Sin embargo, al caer la noche, el Centro Histórico es un lugar donde confluyen personajes insólitos e historias de esos mismos personajes insólitos, y se las cuentan, las historias, porque es así como van de boca en boca, de memoria en memoria.

Y lo más preciado, no solo del Centro Histórico, sino de la Ciudad de México, pervive así, en su memoria pétrea, terca, empecinada, como una arquitectura de palabras y una simbología que, contra toda empresa y empresarios, y todo intento de modernidad a lo Charly Slim (quien se sacó el Centro Histórico después de jugar a la lotería con frijolitos mágicos), nos deja una identidad, porque si no somos eso, lo que queda de las historias y de esos personajes de una Ciudad de México nos disolveremos lo mismo que se disuelven al amanecer las cucarachas luego de atascarse de la grasa del rey de las hamburguesas y de la grasita del queso de puerco.

Sin embargo hay que aceptar que muchos de los secretos del Centro de la Ciudad de México serán devorados (como devora el gordito su hamburguesa o el don su torta de queso de puerco), por el paso del tiempo o por las gigantescas pisadas de las franquicias de tiendas Oxxo, porque una vez que te ponen una en cualquier esquina (son como las mismas cucarachas, pero ahora vestidas de rojo y amarillo, pues así es el logo) y tienes unos cuantos pesos para pasar a un Oxxo por un asqueroso café de máquina (¡por quince pesos!), ¿cuándo es que te vas a acordar de conversar con tu amigo en una mesa de cafeterías tradicionales?

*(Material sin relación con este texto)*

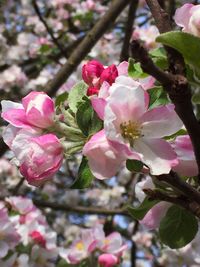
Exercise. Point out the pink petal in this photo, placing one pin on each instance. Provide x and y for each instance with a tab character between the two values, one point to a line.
160	121
9	135
154	216
103	157
182	16
98	105
16	117
157	154
187	163
123	68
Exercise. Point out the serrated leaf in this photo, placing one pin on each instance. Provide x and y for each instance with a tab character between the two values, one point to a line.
178	133
134	165
139	212
178	227
61	98
85	176
87	119
157	97
158	53
76	94
135	70
187	44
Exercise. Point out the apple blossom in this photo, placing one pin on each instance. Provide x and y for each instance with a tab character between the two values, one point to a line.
91	72
154	216
109	74
187	166
9	238
188	17
103	155
107	260
128	122
40	156
36	110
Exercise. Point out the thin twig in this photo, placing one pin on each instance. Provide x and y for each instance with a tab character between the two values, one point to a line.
78	209
50	32
86	45
179	92
128	30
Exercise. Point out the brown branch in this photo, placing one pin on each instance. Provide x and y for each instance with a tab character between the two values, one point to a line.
174	180
161	17
178	90
129	29
79	209
192	206
86	45
50	32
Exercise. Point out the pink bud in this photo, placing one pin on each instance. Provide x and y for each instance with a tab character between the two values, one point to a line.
91	72
109	75
38	238
92	91
107	260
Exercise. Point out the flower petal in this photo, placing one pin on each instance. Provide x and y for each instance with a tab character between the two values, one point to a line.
182	16
160	121
157	154
153	217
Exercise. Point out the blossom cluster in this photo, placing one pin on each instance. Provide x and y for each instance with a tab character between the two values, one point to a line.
131	129
27	239
110	246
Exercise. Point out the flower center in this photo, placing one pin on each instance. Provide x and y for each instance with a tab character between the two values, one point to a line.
130	131
80	246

Y entre la música estridente de las cervecerías donde ahora la moda es emborracharse con mezcal, porque viva la patria de López Velarde (aunque a saber quién fue ese güey), viva lo nacional (y si es la selección de fucho, más), y fuchi, fuchi al wiski, que ya hasta dejó de ser de la clase intelectual (¿qué chingaos beben ahora los intelectuales?).

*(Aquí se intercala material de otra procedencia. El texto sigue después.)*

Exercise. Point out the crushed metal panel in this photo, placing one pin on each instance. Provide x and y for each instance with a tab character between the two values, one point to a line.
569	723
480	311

Antes era la época de las cantinas, señoras y señores, y no sé si ustedes lo recuerdan, pero uno iba a ese tipo de lugares a buscar esparcimiento, claro que sí, pero había otro tipo de hombres que acudían a lugares así en busca de esperanza y de compañía, aunque un hombre en una cantina representase una de las imágenes más solitarias y casi tristes que te podías encontrar en cualquier cantina del Centro Histórico.

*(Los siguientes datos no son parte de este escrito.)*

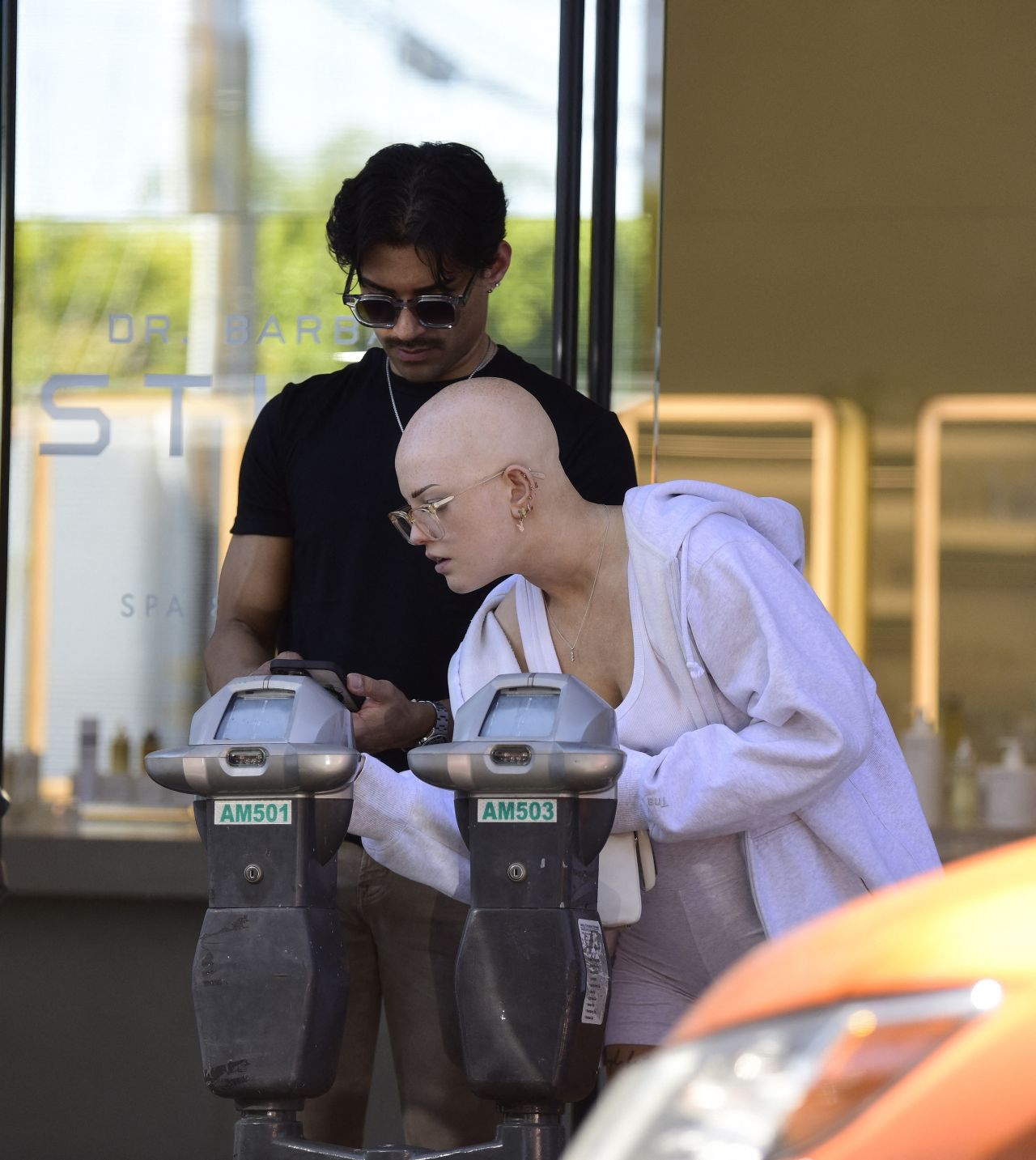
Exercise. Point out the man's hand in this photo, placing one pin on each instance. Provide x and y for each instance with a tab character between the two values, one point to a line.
388	718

Quedan algunas. Familiares porque ya no hay para hombres. Y, por favor, señorita, señorito, no se me confunda, se habla de hombres porque existió un tiempo en que las cantinas no eran salones de fiestas familiares como son actualmente, porque, mire usted, señorita, señorito, eso de que hasta en ciertas cantinas que hasta antes de ayer eran de hombres (no se ponga así) ahora vendan papas a la francesa para los niños y aguas de sandía o de melón, no es que esté mal, que de todo se puede vender en el lugar que usted me indique, pero resta personalidad a las cantinas del Centro Histórico, están dejando de ser un clásico… ¡eso, piense así!, para que me entienda: un clásico, eso eran las cantinas del Centro Histórico, hombres que conversaban de futbol y de política, de la familia y de los cuantos pesos con los que apenas llegaban a fin de quincena.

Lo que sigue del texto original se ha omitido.